My program / work included operationalising a vCISO service for members; partnerships with the SANS Institute and Center for Internet Security to deliver training and do research on nonprofit cybersecurity; early work on the Global Humanitarian ISAC (including the design process for its operating model, the funding model, infrastucture, and Threat Intelligence work).

I even built an expansion pack for the TTX game ‘backdoors and breaches‘ (and ran training sessions with friends from Cisco and NGO-ISAC) which you can find on my github.

I built the cybersecurity + privacy team at Oxfam and ran it for a few years. I was probably Oxfam’s first Data Protection Officer. I’m particularly proud of the people we hired, the work we did on biometrics & identity, and the way we integrated information security and privacy governance to mutually reinforce and drive effective technology and data-centric work across 90 countries.

As well as a lot of crisis-driven work and operational InfoSec, my team’s work at Oxfam often heavily-treated problems at the intersection of the law, ethics, the humanitarian principle of ‘Do No Harm’, and tech policy, across a vibrant community of around 10,000 staff and 50,000 volunteers working on issues as varied as plumbing, cryptocurrency implementation, conflict research, and humanitarian protection.

My team’s work tackled complex tech and risk issues in dozens of countries – including extensive remote work on innovation, humanitarian, and safety challenges in Myanmar, Kenya, in North-West Syria, Ethiopia, and Tanzania; and on-the-ground fieldwork on tech & data challenges in locations as varied as Rwanda, Geneva, Jordan, DC, and Bangladesh (as part of the Rohingya Response).

I was Director of Privacy, Responsible Data, and Risk at Simprints, where I built a cyber + privacy programme and worked with partners across three continents on digital risk and innovation challenges. Highlights included kickstarting an innovation partnership with the ICRC that led to open tooling for protecting biometric data (paper / code); driving strategy on ethical open source biometrics prior to Simprints’ initial open source release of its product code; and authoring a handbook on humanitarian biometric safety.

I did a lot of security consulting at NGSSoftware (later acquired by NCC Group). Over time I worked on a large number of engagements across government, tech, and media – figuring out how systems fail, and how to build and operate them more safely. My NGS/NCC work included complex research-driven engagements, red teaming, code review, and other technical work supporting customers’ resilience, recovery, and risk management.

Outside my day job

I was one of the freenode staff team – supporting a critical mass of the open source ecosystem to collaborate – for nearly 15 years. After it experienced a serious governance failure I came back to help manage the ensuing crisis and was inaugural board chair at Libera.chat, its successor.

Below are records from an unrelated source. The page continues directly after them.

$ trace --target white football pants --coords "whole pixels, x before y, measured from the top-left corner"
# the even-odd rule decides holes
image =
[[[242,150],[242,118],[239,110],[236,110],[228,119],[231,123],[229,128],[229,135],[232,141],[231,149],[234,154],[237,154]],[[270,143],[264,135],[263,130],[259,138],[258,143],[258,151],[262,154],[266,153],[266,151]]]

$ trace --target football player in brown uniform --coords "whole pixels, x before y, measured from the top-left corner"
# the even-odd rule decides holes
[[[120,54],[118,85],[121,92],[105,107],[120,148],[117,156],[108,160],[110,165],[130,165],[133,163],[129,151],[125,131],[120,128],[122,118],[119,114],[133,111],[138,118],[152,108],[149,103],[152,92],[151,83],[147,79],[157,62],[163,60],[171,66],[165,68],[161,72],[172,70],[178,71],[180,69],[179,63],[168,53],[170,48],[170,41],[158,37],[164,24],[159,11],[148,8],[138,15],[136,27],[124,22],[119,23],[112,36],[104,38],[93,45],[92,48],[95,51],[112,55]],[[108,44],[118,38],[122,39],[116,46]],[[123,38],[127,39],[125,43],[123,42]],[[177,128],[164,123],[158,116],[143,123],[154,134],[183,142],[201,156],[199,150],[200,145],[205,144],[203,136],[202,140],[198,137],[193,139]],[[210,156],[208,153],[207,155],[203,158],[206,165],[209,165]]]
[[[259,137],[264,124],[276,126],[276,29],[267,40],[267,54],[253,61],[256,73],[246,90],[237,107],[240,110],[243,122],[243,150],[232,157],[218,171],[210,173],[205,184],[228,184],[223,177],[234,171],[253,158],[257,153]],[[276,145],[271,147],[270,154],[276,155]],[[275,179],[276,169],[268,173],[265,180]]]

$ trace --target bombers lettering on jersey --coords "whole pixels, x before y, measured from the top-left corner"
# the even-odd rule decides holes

I am extremely proud to have been part of the eclectic and ever-changing bunch of nerds holding together communications infrastructure most people have never heard of via freenode and Libera.chat, and to have contributed meaningfully to truly international and pluralist collaboration on some of the most important parts of modern information society.

Some of the best work I think I did at freenode included work with youth communities experiencing unfiltered internet for the first time during the Arab Spring, the resolution of dozens of pieces of conflict within Open Source and Free Software projects, and the lifeboat we built when the mothership sprang a leak.

If you’re in Oxford, you might know me from our bike coop, Broken Spoke where I occasionally volunteer as a mechanic & was once a trustee / board chair.

Most importantly – I live in a loving home with my partner and young family – generally surrounded by friends, the smell of coffee and homemade Indian food, the never-ending laundry produced by a worsening multi-year martial arts addiction, and a library that seems to replicate when left untouched.

If you’re here, probably you know me from my work life – but maybe somewhere else! This site has pointers to some other places you can find me online, as well as some ephemera.